AppStart recently argued in favour of an iPad mini with a 7.85-inch screen, and the story is now doing the rounds on Mac rumour sites. Inevitably, they are using it to back up ongoing unsourced garbage from publications that should know better than to claim a wee iPad is definitely due this year. Or possibly next year. But it’s definitely due! Honest!
The short of the thinking in this case is that a 7.85-inch iPad would result in a device with the same PPI as the original iPhone, and would therefore conform to Apple’s Human Interface Guidelines:
[When] Apple was designing its first iPhone (circa 2006), company engineers determined through testing that the minimum comfortable size for an interactive element on a touchscreen display is 44 x 44 pixels. Anything smaller would yield erratic results. The pixel density used to arrive at this number, naturally, was that used in the first iPhone — again, 163 PPI. […] In layman’s terms, all this simply means [is] that no app has tappable input zones smaller than Apple’s approved dimensions. Whatever the size of a given menu option in a given iPad app, it cannot shrink beyond Apple’s pre-established minimum. It might take a bit more hand-eye coordination, but overall interaction should not be affected.
This all sounds great until you realise that one of the fundamental aspects of iPad design isn’t slavish adherence to minimums, and that all existing apps have been designed for the current form factor. In other words, app designers haven’t been thinking about what-if scenarios such as a mythical 7.85-inch iPad—they’ve been optimising their creations for the 9.7-inch screen on the current models. That goes for everything: multitouch interactions; UI components and navigation; text sizes; and so on.

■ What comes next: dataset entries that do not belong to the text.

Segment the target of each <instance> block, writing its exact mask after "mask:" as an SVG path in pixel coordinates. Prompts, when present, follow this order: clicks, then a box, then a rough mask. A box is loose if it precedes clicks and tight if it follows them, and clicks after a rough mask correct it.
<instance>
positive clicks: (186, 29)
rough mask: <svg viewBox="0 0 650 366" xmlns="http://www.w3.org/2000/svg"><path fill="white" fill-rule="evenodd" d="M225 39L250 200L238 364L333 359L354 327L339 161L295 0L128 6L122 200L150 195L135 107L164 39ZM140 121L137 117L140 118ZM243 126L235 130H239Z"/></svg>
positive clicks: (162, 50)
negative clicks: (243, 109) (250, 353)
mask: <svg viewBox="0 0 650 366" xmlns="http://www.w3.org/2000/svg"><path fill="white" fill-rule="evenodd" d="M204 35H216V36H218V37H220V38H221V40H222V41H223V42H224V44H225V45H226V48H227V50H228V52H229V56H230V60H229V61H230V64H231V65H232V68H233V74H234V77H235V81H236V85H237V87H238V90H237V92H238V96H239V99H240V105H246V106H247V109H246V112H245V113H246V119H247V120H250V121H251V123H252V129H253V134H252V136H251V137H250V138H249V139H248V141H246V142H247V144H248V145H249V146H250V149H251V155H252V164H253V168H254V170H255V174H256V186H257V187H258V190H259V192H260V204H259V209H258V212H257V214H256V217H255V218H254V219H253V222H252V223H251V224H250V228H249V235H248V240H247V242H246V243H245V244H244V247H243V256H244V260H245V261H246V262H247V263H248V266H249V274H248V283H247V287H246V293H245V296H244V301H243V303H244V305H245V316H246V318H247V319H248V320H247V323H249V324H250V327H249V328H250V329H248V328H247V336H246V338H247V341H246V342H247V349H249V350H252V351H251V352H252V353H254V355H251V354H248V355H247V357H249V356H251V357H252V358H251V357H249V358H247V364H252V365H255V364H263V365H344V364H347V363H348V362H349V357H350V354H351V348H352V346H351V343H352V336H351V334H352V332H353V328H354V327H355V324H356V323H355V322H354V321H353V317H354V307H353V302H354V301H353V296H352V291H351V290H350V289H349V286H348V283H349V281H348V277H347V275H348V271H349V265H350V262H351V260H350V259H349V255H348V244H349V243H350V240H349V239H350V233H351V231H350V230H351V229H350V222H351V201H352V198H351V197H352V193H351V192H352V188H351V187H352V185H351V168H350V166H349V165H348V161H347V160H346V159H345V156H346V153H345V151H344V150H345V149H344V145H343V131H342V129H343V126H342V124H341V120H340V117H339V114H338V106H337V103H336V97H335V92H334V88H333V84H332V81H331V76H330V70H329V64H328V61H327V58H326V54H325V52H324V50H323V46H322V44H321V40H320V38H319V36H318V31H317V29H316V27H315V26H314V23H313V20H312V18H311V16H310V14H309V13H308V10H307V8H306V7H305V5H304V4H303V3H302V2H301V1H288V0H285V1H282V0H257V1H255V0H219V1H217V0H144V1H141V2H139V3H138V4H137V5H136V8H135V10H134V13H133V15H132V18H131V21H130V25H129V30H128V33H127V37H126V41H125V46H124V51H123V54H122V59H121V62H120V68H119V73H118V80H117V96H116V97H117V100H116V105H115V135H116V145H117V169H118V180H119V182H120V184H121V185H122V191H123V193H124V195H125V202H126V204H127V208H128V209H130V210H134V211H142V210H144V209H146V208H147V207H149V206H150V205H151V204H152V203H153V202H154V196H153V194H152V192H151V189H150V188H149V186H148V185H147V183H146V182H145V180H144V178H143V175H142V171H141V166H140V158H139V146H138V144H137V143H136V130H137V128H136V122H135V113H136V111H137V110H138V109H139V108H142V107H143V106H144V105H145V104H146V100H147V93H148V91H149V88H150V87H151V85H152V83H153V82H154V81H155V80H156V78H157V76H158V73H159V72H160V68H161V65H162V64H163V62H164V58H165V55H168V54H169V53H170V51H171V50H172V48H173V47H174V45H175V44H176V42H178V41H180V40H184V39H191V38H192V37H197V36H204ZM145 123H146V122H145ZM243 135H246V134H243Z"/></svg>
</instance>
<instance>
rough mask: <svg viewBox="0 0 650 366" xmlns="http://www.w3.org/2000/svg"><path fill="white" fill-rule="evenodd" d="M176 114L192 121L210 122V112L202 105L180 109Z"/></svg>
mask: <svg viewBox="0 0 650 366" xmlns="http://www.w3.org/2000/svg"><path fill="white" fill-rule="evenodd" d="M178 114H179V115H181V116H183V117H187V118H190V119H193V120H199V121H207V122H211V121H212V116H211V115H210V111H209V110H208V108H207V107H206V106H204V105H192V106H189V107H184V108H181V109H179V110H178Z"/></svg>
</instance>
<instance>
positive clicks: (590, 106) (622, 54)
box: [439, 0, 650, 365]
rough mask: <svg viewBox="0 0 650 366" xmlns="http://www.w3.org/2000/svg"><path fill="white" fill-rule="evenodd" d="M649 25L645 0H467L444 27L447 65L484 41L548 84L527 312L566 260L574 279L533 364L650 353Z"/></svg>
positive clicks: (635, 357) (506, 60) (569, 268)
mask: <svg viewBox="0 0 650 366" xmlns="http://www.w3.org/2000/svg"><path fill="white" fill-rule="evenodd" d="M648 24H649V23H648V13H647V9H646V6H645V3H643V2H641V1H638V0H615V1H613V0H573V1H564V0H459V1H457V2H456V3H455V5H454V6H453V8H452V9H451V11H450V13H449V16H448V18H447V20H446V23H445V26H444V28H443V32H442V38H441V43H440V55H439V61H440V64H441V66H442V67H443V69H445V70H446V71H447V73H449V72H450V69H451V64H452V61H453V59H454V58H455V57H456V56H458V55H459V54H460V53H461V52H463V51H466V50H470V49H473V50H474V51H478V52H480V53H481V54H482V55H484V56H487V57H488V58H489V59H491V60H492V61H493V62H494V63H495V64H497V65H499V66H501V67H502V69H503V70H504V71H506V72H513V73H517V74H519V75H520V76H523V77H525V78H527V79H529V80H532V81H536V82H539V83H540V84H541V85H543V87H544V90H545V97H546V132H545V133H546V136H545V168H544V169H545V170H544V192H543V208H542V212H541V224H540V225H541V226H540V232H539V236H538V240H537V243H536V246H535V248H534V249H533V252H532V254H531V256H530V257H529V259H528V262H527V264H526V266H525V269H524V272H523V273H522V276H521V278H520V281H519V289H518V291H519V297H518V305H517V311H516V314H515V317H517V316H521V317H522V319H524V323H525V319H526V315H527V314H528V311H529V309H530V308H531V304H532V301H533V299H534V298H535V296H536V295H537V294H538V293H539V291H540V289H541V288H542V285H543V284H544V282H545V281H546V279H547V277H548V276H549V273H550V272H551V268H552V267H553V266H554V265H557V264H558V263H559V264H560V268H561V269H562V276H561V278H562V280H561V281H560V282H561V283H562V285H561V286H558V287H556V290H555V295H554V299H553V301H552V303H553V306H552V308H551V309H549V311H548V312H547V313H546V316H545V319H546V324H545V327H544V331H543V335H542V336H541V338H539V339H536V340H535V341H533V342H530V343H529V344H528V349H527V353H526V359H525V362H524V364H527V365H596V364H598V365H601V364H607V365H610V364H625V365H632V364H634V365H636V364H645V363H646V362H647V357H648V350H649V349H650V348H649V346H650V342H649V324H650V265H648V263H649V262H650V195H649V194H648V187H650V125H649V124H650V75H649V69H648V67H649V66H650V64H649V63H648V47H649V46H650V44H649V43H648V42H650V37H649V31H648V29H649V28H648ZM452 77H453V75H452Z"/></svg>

Arguing everything would be fine if a 7.85-inch iPad arrived with a 163 PPI screen is nonsensical. At best, existing apps would be fiddlier to use, causing more hit errors, and the text within them would be smaller and therefore harder to read. Apple to date has rarely been about compromising user experience in order to force itself into another market segment, and so I can’t see it doing that with the iPad. Additionally, Apple’s clearly moving its entire iOS line to pin-sharp Retina displays, and so why would it release a new product with a far inferior display to existing ones? Far better to perhaps power-up the iPod touch with 3G and improved electronic guts, thereby turning that device into a more viable iPad mini.